Buy A Chicken Coop Online
Raising chickens in your backyard can be a fun and exciting venture. I have been keeping chickens in my yard for years now and I still get a thrill every year when the new chicks start arriving. They are just so darn cute! All of my chicken coops to date have been either made by a contractor or bought locally. But, I ended up needing a new coop pretty quickly and decided to take a chance and buy a chicken coop online.
The selection of online chickens coops is pretty overwhelming to say the least. I did some general online searches and ended up at Amazon just because they have a huge selection of chicken coops that can be purchased online and then be shipped directly to your house.
The reason that I needed a coop so quickly is that I ended up taking in a batch of chicks that were mailed to the post office and they couldn’t figure out where to deliver them to. These poor baby chicks were sitting in the post office still in their box and had no where to go. So, their journey finally ended at my house and because there were already two batches of young chicks that were different ages occupying my other coops and these chicks were way to young to be put with them, I needed somewhere to house them once they outgrew their little water trough that I start all of my baby chicks in.
Advantages Of Buying An Online Chicken Coop
Lots of selection to pick from.
Quick and easy to buy.
Delivered right to my driveway!
Disadvantages to Buying A Chicken Coop Online
I couldn’t see it, feel it, touch it before buying.
Assembly was required – by me!
A little more costly than having it built locally.
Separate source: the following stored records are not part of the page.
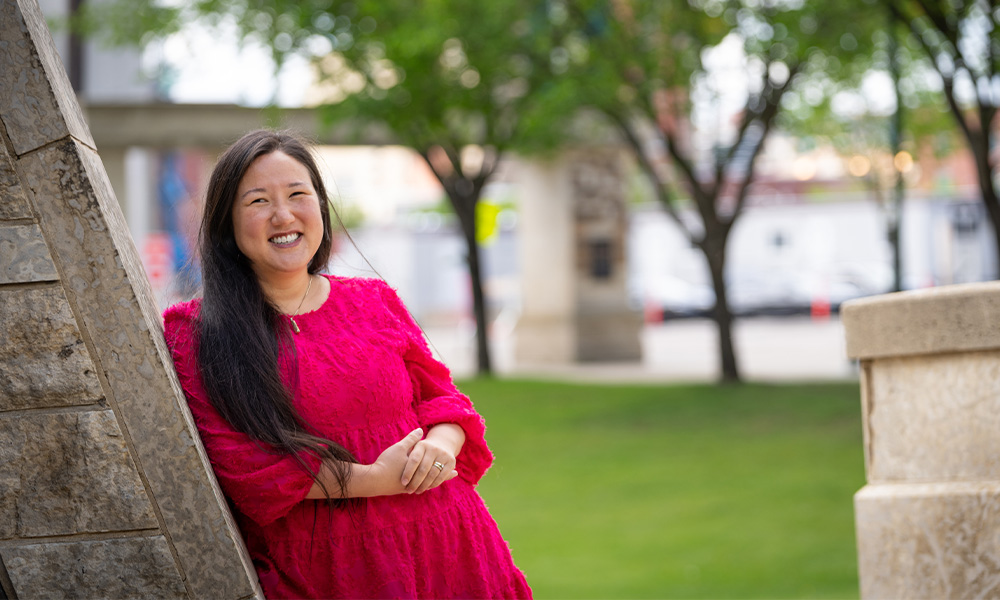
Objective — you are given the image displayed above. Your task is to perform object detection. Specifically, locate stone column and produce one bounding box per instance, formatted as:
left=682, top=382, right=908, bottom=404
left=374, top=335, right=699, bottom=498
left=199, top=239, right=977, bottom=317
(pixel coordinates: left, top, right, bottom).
left=842, top=282, right=1000, bottom=598
left=0, top=0, right=261, bottom=599
left=515, top=147, right=642, bottom=365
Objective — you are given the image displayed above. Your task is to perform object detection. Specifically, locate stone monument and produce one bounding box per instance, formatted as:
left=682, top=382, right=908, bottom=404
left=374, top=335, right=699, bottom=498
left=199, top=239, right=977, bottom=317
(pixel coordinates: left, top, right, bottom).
left=514, top=146, right=642, bottom=364
left=0, top=0, right=261, bottom=599
left=842, top=282, right=1000, bottom=598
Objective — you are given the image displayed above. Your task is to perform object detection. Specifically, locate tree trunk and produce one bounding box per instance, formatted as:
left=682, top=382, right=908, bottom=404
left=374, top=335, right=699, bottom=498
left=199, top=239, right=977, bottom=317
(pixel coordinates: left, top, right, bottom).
left=448, top=190, right=493, bottom=377
left=973, top=146, right=1000, bottom=279
left=465, top=220, right=493, bottom=377
left=887, top=11, right=906, bottom=292
left=699, top=237, right=741, bottom=383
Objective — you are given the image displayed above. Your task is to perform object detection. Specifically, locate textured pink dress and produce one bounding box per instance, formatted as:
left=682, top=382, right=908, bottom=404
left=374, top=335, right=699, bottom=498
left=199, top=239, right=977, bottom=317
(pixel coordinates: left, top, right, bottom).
left=164, top=277, right=531, bottom=599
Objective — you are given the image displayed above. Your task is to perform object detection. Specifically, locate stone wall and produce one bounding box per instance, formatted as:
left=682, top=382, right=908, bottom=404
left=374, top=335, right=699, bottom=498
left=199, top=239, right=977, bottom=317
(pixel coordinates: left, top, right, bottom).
left=842, top=282, right=1000, bottom=598
left=0, top=0, right=261, bottom=599
left=515, top=146, right=642, bottom=365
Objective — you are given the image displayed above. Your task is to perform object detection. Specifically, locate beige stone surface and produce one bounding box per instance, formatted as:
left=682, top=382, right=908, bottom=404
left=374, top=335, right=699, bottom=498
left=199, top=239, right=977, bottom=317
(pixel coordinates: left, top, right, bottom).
left=0, top=410, right=157, bottom=538
left=0, top=285, right=104, bottom=411
left=0, top=144, right=31, bottom=220
left=0, top=225, right=59, bottom=284
left=0, top=535, right=189, bottom=600
left=866, top=350, right=1000, bottom=482
left=854, top=482, right=1000, bottom=598
left=841, top=281, right=1000, bottom=358
left=20, top=140, right=256, bottom=597
left=576, top=309, right=642, bottom=361
left=0, top=0, right=94, bottom=156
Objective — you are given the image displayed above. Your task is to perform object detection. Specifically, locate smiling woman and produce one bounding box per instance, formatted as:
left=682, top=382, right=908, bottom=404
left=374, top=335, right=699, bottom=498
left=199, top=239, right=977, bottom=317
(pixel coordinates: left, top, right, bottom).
left=233, top=150, right=325, bottom=314
left=164, top=130, right=531, bottom=598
The chicken coop that I chose online was one of the more expensive models but it turned out to be exactly what I needed to house my chicks for a few months. It was sturdy enough to protect the new chicks from other critters and the elements. There were several models that were cheaper but I have found that they are really too small to hold more than a few chickens. Chicks grow very fast and there were 16 chicks that survived and I didn’t want them to be crammed in a space that was too small once they started getting bigger. There is no way to keep that many chickens in it once they are full grown. This bigger model provides enough room for the chicks to move around when they are smaller. It also gives my free ranging chickens time to observe the newbies and accept them long before I ever turn them all loose together.
Keep in mind that I am fairly mechanical and I can follow directions well enough to assemble most anything. Unpacking the darn thing was a pain and it took some time to get organized enough to actually start putting it together. The directions were decent and along with some common sense I had it together in a couple of hours. It does require at least two sets of hands so I did enlist the help of a friend of mine. My 13 year old niece was also on hand to hand tools to use and hold pieces in place while we secured them. If you don’t have the skill, time, patience or tools to tackle this project, then be sure you line up someone ahead of time. I have found that lots of pizza and some beers can be helpful!
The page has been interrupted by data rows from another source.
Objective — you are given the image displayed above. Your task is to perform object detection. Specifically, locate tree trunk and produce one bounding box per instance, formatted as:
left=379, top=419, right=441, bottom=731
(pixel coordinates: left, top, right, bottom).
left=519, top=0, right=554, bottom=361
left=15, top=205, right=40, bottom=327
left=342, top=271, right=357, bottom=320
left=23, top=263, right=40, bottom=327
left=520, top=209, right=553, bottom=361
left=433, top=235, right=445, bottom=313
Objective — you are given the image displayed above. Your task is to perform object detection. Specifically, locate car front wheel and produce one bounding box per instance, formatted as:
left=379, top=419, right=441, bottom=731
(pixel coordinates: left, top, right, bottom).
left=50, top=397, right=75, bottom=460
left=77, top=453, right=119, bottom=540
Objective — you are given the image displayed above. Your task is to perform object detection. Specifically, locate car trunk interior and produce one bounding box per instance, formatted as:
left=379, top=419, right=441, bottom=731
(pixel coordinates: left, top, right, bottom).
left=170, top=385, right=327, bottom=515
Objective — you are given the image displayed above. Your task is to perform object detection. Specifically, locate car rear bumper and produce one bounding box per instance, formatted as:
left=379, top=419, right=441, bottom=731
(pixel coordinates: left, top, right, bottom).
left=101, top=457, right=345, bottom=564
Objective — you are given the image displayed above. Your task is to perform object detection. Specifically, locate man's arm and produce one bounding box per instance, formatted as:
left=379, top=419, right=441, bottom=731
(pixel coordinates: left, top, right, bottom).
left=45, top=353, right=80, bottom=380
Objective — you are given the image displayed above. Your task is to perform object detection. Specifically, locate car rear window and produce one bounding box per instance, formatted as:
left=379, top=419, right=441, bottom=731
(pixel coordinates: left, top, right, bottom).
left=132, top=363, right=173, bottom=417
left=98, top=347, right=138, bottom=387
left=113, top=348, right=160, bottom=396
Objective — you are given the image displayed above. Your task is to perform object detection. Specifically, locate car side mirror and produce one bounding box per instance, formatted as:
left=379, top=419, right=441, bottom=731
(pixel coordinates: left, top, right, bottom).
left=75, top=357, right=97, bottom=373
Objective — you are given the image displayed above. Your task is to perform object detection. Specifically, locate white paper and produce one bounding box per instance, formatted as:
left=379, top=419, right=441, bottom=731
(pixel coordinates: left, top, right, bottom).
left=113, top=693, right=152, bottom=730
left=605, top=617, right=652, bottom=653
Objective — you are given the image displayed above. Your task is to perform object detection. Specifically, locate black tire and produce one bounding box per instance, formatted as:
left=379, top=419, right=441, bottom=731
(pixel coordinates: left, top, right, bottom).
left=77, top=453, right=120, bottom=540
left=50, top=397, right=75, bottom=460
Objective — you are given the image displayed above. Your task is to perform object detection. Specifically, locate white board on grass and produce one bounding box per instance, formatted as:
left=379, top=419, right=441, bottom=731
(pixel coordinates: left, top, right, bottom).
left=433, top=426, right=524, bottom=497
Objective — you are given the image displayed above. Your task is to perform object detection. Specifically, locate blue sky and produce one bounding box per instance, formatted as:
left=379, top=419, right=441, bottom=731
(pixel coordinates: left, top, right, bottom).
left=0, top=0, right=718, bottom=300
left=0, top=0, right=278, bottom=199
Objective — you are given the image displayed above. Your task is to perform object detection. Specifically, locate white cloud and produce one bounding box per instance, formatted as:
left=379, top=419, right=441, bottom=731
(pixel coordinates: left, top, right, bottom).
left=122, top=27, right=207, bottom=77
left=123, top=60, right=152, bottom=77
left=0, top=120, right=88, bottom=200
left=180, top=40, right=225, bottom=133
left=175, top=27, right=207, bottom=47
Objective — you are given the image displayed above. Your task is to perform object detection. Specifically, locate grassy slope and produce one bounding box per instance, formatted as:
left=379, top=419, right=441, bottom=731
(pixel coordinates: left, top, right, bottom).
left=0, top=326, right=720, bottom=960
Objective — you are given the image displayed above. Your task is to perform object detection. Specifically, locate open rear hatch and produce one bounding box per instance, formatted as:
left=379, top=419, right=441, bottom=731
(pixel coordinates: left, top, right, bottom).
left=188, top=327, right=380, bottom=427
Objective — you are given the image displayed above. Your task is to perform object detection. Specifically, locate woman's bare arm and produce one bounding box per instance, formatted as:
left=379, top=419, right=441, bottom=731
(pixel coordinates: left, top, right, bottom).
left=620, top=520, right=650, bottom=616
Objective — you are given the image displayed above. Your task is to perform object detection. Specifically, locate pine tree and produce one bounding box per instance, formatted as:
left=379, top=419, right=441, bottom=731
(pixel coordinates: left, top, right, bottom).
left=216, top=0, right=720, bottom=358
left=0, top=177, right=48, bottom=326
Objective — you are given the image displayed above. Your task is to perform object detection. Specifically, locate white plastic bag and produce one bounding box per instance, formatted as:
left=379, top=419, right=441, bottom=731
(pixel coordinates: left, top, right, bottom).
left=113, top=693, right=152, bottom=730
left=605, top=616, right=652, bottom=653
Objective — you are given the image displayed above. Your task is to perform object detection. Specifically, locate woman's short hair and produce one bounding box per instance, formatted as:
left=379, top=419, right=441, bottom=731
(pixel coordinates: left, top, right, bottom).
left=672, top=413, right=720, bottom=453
There are a lot of different designs, colors and sizes available online. There are many cheaper chicken coops that are more affordable if your budget isn’t very big. But, the smaller coops will only comfortably hold anywhere from 3 to 6 hens so keep that in mind. When I first started keeping backyard chickens, my plan was to only have 6 but I now have more than 40 hens and 2 roosters!
The one problem that I had with it is that the latches are not very strong. My friend had an incident recently where she lost several chicks because the latches were a piece of cake for a raccoon to flip open and gain access to the chicken coop. I always re-enforce these latches for my own peace of my and the safety of these innocent little babies.
It is also very important to somehow secure these chicken coops to the ground. A determined chicken predator can easily dig under these structures and gain access. The cheapest and easiest way to secure these is to put a wire apron around the bottom and cover it will either some dirt or sand. Personally, I always extend the apron out a foot. That way the predator will dig and dig but won’t be able to get through the wire and tunnel under the hen house. The apron is also secured with “U” clips or pins so that it is even more secure.
Buying an online chicken coop can be a great option if you don’t have want to hire a contractor to build your own. It’s easy, convenient and pretty much fool proof.